- Artist: Keith Haring
- Year: 1984
- Movement: Pop art
- Condition: Restored
- Location: Collingwood, Melbourne
- Website: melbourneharingmural.com.au

= Keith Haring Mural =

Mural by Keith Haring in Melbourne, Australia

The Keith Haring Mural is a mural created in 1984 by American artist Keith Haring. Located in Collingwood, Melbourne, the mural was added to the Victorian Heritage Register in 2004 for its historical, aesthetic and social significance to the State of Victoria.

== History ==
In 1978, Keith Haring moved to New York from Kutztown, Pennsylvania to attend the School of Visual Arts. In the early 1980s, he gained recognition for his chalk graffiti drawings in the New York City Subway, which led to him receiving exhibitions at art galleries. By the mid-1980s, his star was on the rise internationally. Haring's art was featured on the cover of Vanity Fair, he designed motifs for Madonna's outfits, and he was painting public works in cities around the world.

In 1984, John Buckley, inaugural director of the Australian Centre for Contemporary Art, invited Haring to spend three weeks in Australia.
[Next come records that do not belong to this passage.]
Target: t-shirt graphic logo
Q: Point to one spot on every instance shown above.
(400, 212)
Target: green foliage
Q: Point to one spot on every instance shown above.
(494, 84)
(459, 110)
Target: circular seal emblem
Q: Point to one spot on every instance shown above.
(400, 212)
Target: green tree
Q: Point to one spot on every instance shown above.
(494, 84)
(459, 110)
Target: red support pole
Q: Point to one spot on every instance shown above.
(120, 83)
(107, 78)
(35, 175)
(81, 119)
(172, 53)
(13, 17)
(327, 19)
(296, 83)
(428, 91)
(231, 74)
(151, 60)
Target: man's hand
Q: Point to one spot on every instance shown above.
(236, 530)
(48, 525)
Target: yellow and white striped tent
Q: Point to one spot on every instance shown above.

Haring's visit, which lasted from February 18 to March 9, 1984, was financially assisted by a grant from the Visual Board of the Australia Council.

During his stay in Australia, Haring participated in various public art events. He executed several body paintings during the Fashion Design Council's Moomba event "An Hour of High Velocity Fashion." He painted two ephemeral murals, one on the waterwall of the National Gallery of Victoria and the other one at the Art Gallery of New South Wales. He also created a permanent mural on the wall of the Collingwood Technical College in Melbourne. The school closed in 1987 when it amalgamated with the Preston College of TAFE. It is now known as Collingwood Yards.

The yellow background of the Collingwood mural was painted by students of the Collingwood Technical College on March 5, 1984. The next day, Keith Haring painted the red and green figures.

The Collingwood mural is now one of only 31 known surviving murals across the world by Haring. Haring produced more than 50 public artworks between 1982 and 1989, many were created voluntarily for hospitals, day care centers, and schools. In recognition of its significance, the mural was added to the Victorian Heritage Register in 2004. In 2010, Creative Victoria (then Arts Victoria) took over management of the Collingwood site where the mural is located and initiated a project to conserve the mural. In 2013, Arts Victoria commissioned Italian conservator Antonio Rava to restore the mural.